Your church is already connected to your community. For some congregations, that looks like a collection box in the narthex or a youth group service day. For others, it is a full food pantry, a clothing closet, or even a community ministry the church helped bring into existence. Whatever that connection looks like, it is good work, and it matters.
For many churches, there is a natural next step available: moving from doing good work alongside the community to doing it in genuine partnership with the organizations already embedded there. Nonprofits bring what no single congregation can manufacture on its own: deep community relationships, established infrastructure, and years of hard-won trust. Joining that work, rather than duplicating it, is often where a church’s gifts go furthest.
Why Partnership? A Wesleyan Starting Point
John Wesley famously wrote that “the gospel of Christ knows of no religion but social; no holiness but social holiness.” For Wesley, faith was never a private matter. From the New Room in Bristol, early Methodists fed the poor, taught children, distributed medicine to those who could not afford a doctor, and served their communities in practical, organized ways. That tradition is in our DNA as United Methodists. Loving your neighbor has always meant showing up, consistently and structurally, not just individually.
Partnering with nonprofits is one very practical expression of that tradition today. Many organizations are already doing the work your church cares about. They know the community. They have the infrastructure. They have the relationships. When your church shows up alongside them, consistently and humbly, something more powerful happens than either could do alone.
ResourceUMC describes this as “ministry with” rather than “ministry to” — a shift toward mutually transformative connections in which each partner grows and is changed as a result. Partnership is not charity. It is relationship.
Read more: “United Methodist Beliefs: Social Holiness” | “The Method of Methodism Expands” | “Social Principles: The Social Community”
How to Find the Right Partners
You do not have to start from scratch. Here are several ways to identify nonprofits worth connecting with:
- Start with your own congregation. Ask who in your pews already volunteers in the community on their own time. They are your map.
- Check the VAUMC Ministry Partners page. The conference has existing formal relationships with vetted organizations across Virginia, including Heart Havens, Shineforth, Pinnacle Living, and Wesley Housing. These are trusted starting points.
- Talk to your district office. District superintendents and staff often know which nonprofits are doing strong work in your area and which churches are already building those bridges. You do not have to figure it out alone.
- Look locally first. Food pantries, after-school programs, crisis lines, housing organizations, and refugee resettlement agencies are often looking for consistent church partners, not just holiday volunteers.
- Look for mission alignment, not just need alignment. The best partnerships connect what your church is genuinely passionate about with what a nonprofit is already equipped to do well.
How to Strengthen What You Already Have
If your church already has a nonprofit relationship, even a simple one, here are some ways to deepen it:
- Ask what they actually need. This is the most important question, and it is often skipped. Organizations receive a lot of well-meaning help that does not match their real needs. One conversation can change that.
- Show up when it is not a holiday. Consistency is the most underrated form of partnership. Being there in February matters more than being there in November.
- Designate a church liaison. One person who owns the relationship, stays in communication, and brings updates back to leadership makes a significant difference in whether a partnership grows or stalls.
- Consider financial support alongside volunteer hours. Many nonprofits need operational funding as much as they need hands. Even a modest designated gift signals that you are a real partner, not just a service project.
- Invite your partner to speak to your congregation. Letting the community come to you builds mutual understanding and often deepens your church’s investment in the work.
Questions Worth Asking Before You Commit
Not every partnership is the right fit.
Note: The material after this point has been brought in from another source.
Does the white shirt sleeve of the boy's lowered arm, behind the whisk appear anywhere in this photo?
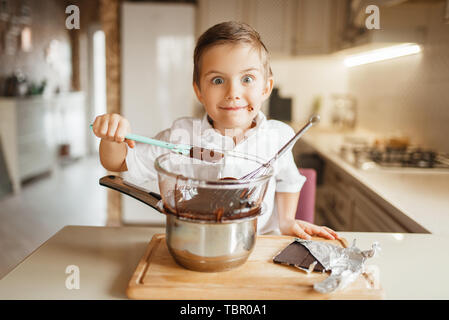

Before formalizing a relationship, it helps to ask:
- Does this organization’s mission align with our congregation’s values and calling?
- What does a good partnership look like to them? What does it look like to us?
- Can we commit to this consistently, or are we only available seasonally?
- Who in our church will own this relationship?
- How will we know if the partnership is working?
Resources to Get Started
- VAUMC Ministry Partners — A list of conference-vetted nonprofit partners across Virginia, a trusted starting point for congregations looking for established relationships.
- VAUMC Missional Ministries Board — The conference body specifically structured to resource and facilitate mission opportunities, including community partnerships. A good contact point for churches ready to go deeper.
- “Ministry With” Focuses on Partnerships (ResourceUMC) — A helpful framing of what genuine community partnership looks like theologically and practically, grounded in United Methodist mission values.
- Your district office — Before you search far and wide, call your district. They often know which nonprofits are doing strong work in your area and which churches already have relationships worth learning from.
Start where you are. Go from there.
Whether your church is collecting canned goods or co-running a job training program, you are participating in the same tradition: showing up for your community in the name of Jesus. The invitation is simply to keep asking what the next faithful step might be.